Após a ditadura, a maioria esmagadora do autoproclamado campo de esquerda e nenhum dos governos federais eleitos ou com a participação desses setores ousou sequer questionar a lógica do desenvolvimento associado e dependente do capital internacional imposta à nação brasileira pelas burguesias agro-exportadora e industrial associadas ao imperialismo desde o golpe militar.
Assim, ao não retomar o fio da história da revolução brasileira chegamos a atual conjuntura onde assistimos um brutal aumento da superexploração das trabalhadoras e dos trabalhadores da cidade e do campo e a destruição da pequena e média burguesia e dos pequenos e médios camponeses, estraçalhados pelo brutal processo de concentração nos meios de produção e distribuição causadas pela crise econômica, aprofundados pelas medidas antipopulares e entreguistas dos governos de Temer e Bolsonaro.
Perante essa realidade alguns setores políticos apelam a um tradicionalismo varguista que aponta uma “atualidade” do projeto histórico nacionalista burguês de Vargas que impossibilita perceber a necessária e histórica superação criativa da tradição vinculada a esse legado nos dez anos de acirramento da luta de classes que se seguiram ao seu suicídio.

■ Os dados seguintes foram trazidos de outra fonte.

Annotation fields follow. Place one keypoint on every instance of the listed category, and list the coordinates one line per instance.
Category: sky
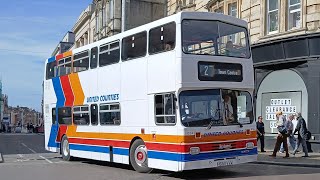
(29, 32)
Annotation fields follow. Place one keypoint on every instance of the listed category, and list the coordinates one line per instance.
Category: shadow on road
(238, 171)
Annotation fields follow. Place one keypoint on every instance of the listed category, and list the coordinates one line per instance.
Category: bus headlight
(194, 150)
(250, 145)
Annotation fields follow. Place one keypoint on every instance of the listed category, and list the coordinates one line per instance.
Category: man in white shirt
(228, 110)
(290, 139)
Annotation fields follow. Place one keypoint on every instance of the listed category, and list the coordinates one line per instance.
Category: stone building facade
(267, 19)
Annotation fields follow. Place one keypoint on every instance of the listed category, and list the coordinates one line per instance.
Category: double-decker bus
(174, 94)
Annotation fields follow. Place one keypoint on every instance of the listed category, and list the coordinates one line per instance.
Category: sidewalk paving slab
(298, 161)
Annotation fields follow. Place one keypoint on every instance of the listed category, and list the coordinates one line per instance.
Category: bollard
(1, 158)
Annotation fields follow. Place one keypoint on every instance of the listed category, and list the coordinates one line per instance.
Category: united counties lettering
(103, 98)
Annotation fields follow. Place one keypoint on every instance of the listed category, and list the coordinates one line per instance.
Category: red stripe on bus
(59, 56)
(62, 130)
(100, 142)
(67, 90)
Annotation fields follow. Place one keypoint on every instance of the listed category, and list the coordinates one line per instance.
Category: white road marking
(28, 148)
(46, 159)
(1, 158)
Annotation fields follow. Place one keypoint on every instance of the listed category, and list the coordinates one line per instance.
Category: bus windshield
(215, 107)
(214, 38)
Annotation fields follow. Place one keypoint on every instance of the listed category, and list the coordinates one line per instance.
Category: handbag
(282, 129)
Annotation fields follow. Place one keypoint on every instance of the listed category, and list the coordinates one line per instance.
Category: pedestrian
(302, 135)
(282, 136)
(260, 132)
(291, 140)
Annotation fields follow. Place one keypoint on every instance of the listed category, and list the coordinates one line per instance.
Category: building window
(54, 116)
(81, 61)
(273, 16)
(134, 46)
(232, 9)
(109, 54)
(294, 14)
(64, 115)
(110, 114)
(64, 66)
(94, 58)
(162, 38)
(81, 115)
(165, 111)
(219, 10)
(111, 8)
(51, 70)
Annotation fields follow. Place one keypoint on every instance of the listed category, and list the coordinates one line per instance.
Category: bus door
(52, 129)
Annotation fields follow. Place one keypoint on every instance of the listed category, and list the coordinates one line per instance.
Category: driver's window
(165, 109)
(199, 108)
(214, 108)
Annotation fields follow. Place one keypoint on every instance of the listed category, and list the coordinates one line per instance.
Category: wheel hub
(141, 155)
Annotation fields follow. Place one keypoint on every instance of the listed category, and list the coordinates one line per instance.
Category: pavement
(298, 161)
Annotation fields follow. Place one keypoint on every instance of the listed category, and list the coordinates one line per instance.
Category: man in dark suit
(260, 133)
(301, 128)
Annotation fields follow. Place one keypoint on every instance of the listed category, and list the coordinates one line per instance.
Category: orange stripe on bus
(77, 89)
(68, 53)
(59, 56)
(71, 132)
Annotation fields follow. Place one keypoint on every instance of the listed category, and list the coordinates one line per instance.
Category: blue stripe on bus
(51, 59)
(53, 136)
(101, 149)
(167, 155)
(59, 92)
(201, 156)
(89, 148)
(121, 151)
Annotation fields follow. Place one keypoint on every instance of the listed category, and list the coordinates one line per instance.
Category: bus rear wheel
(65, 150)
(139, 157)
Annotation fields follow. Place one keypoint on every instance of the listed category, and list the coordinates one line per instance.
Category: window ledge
(282, 34)
(187, 6)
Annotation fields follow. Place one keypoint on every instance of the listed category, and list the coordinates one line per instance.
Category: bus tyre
(65, 150)
(139, 157)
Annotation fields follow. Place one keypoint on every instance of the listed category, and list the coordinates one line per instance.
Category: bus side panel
(50, 130)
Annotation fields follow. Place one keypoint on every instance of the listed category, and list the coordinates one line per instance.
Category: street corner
(1, 158)
(297, 160)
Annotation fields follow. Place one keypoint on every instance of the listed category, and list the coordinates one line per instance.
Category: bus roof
(175, 17)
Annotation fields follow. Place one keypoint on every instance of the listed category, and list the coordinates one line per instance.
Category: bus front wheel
(139, 157)
(65, 150)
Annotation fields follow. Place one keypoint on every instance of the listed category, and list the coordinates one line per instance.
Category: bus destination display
(213, 71)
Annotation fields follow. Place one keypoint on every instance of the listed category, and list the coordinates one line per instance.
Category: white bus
(174, 94)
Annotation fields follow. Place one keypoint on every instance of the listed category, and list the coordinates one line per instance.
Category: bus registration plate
(225, 163)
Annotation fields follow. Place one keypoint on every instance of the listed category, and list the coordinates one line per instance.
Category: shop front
(287, 79)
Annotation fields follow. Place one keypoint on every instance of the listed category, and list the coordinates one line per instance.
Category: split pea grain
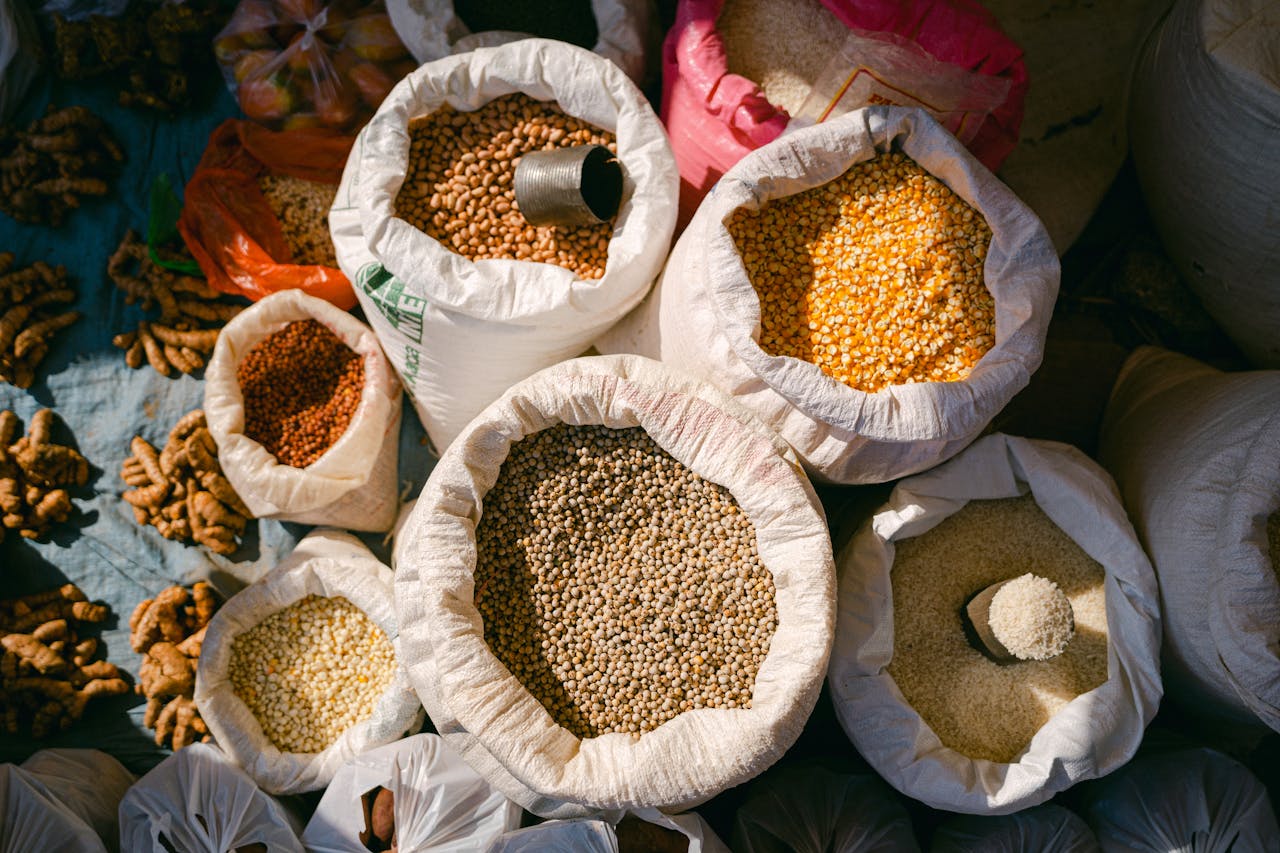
(311, 671)
(301, 388)
(617, 585)
(458, 188)
(876, 277)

Um projeto histórico vinculado aos interesses das trabalhadoras e trabalhadores da cidade e do campo em nosso país tem de reconhecer a “palavra operária e popular” na lógica de solidariedade que prevaleceu na mobilização política do povo trabalhador em torno à tradição do legado de Vargas, mas, por outro lado, tem de entender que essa tradição foi superada dialeticamente pelo nacionalismo popular de Jango que por sua vez estava sendo historicamente suplantado pela ótica nacionalista revolucionária identificada estrategicamente com o socialismo defendida por Brizola.
Resgatar o legado de Vargas no atual momento histórico significa resgatar o fio da história desse passado de lutas do povo trabalhador que aponta para a necessidade de superação do Estado burguês fruto da retomada da Revolução Brasileira e não na distopia de um nacionalismo desenvolvimentista nos marcos do capitalismo dependente.
AURELIO FERNANDES – Professor de História, educador popular e militante dos Círculos pela revolução brasileira.